Les graves évènements de Tunisie m’inspirent les réflexions suivantes :

 

1) Certes le président Ben Ali n’était pas l’illustration de la démocratie telle que la connaissent une trentaine de pays sur les 192 représentés à l’ONU, certes encore, de fortes disparités sociales existaient en Tunisie, mais, en vingt ans, il avait réussi à transformer un Etat du tiers monde en un pays moderne attirant capitaux et industries, en un pôle de stabilité et de tolérance dans un univers musulman souvent chaotique. Des centaines de milliers de touristes venaient rechercher en Tunisie un exotisme tempéré par une grande modernité, des milliers de patients s’y faisaient opérer à des coûts inférieurs et pour une même qualité de soins qu’en Europe, la jeunesse était scolarisée à 100%, les femmes étaient libres et les filles ne portaient pas le voile.

 

2) Aujourd’hui, tout cela est détruit.
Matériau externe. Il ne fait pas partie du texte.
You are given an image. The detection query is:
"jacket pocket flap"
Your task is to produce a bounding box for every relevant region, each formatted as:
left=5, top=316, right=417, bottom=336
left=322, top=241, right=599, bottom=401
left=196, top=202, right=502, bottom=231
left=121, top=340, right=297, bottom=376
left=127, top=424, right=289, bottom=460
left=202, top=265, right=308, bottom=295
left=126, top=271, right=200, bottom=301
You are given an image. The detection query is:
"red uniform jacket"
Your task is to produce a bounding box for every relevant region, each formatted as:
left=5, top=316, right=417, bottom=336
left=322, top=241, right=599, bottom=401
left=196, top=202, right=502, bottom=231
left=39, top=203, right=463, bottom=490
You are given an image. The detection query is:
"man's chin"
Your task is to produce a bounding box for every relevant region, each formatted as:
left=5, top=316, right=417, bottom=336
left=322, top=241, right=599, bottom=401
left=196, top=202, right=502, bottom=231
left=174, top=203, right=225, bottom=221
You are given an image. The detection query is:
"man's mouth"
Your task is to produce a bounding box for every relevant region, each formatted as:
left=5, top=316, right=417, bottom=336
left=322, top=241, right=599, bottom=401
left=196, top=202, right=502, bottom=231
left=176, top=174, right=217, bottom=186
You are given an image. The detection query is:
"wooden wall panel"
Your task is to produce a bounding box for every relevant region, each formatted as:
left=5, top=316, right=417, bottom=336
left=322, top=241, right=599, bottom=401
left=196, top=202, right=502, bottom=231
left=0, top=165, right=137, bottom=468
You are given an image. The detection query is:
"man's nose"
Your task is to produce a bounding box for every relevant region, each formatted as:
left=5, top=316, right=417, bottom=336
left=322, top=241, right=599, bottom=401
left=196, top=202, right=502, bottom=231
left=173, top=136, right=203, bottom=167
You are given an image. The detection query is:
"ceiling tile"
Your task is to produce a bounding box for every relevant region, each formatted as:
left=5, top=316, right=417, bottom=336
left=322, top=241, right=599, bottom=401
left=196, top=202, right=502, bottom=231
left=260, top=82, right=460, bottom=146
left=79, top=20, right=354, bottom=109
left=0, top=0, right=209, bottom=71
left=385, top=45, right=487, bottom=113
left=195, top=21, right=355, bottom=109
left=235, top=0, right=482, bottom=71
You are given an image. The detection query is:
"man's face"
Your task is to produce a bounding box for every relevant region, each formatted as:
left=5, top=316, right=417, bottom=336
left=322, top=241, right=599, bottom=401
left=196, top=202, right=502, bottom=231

Le capital image que la Tunisie avait eu tant de mal à constituer est parti en fumée, les touristes attendent d’être évacués et le pays a sombré dans le chaos. Les journalistes français, encore émoustillés à la seule évocation de la « révolution des jasmins » cachent aux robots qui les lisent ou qui les écoutent que le pays est en quasi guerre civile, que les pillages y sont systématiques, que des voyous défoncent les portes des maisons pour piller et violer, que les honnêtes citoyens vivent dans la terreur et qu’ils doivent se former en milices pour défendre leurs biens et assurer la sécurité de leurs familles. Les mêmes nous disent doctement que le danger islamiste n’existe pas. De fait, les seuls leaders politiques qui s’expriment dans les médias français semblent être les responsables du parti communiste tunisien. Nous voilà donc rassurés…

 

3) La cécité du monde journalistique français laisse pantois. Comment peuvent-ils oublier, ces perroquets incultes, ces lecteurs de prompteurs formatés, que les mêmes trémolos de joie indécente furent poussés par leurs aînés lors du départ du Shah en Iran et quand ils annonçaient alors sérieusement que la relève démocratique allait contenir les mollahs ?

 

4) Le prochain pays qui basculera sera l’Egypte et les conséquences seront alors incalculables. Le scénario est connu d’avance tant il est immuable : un président vieillissant, des émeutes populaires inévitables en raison de l’augmentation du prix des denrées alimentaires et de la suicidaire démographie, une forte réaction policière montée en épingle par les éternels donneurs de leçons et enfin le harcèlement du pouvoir par une campagne de la presse occidentale dirigée contre la famille Moubarak accusée d’enrichissement. Et la route sera ouverte pour une république islamique de plus ; tout cela au nom de l’impératif démocratique…

 

5) Ces tragiques évènements m’inspirent enfin un mépris renouvelé pour la « classe politique » française. Ceux qui, il y a encore quelques semaines, regardaient le président Ben Ali avec les « yeux de Chimène », sont en effet les premiers à l’accabler aujourd’hui. Nos décideurs en sont tombés jusqu’à expulser de France les dignitaires de l’ancien régime tunisien qu’ils recevaient hier en leur déroulant le tapis rouge. La France a donc une nouvelle fois montré qu’elle ne soutient ses « amis » que quand ils sont forts. L’on peut être certain que la leçon sera retenue, tant au Maghreb qu’au sud du Sahara… A l’occasion de ces évènements, nous avons appris que 600 000 Tunisiens vivaient en France, certains médias avançant même le chiffre de 1 million. L’explication de l’attitude française réside peut-être dans ces chiffres. Pour mémoire, en 1955, un an avant la fin du protectorat français sur la Tunisie, 250 000 Européens, essentiellement Français et Italiens y étaient installés, ce qui était considéré comme insupportable par les anti-colonialistes.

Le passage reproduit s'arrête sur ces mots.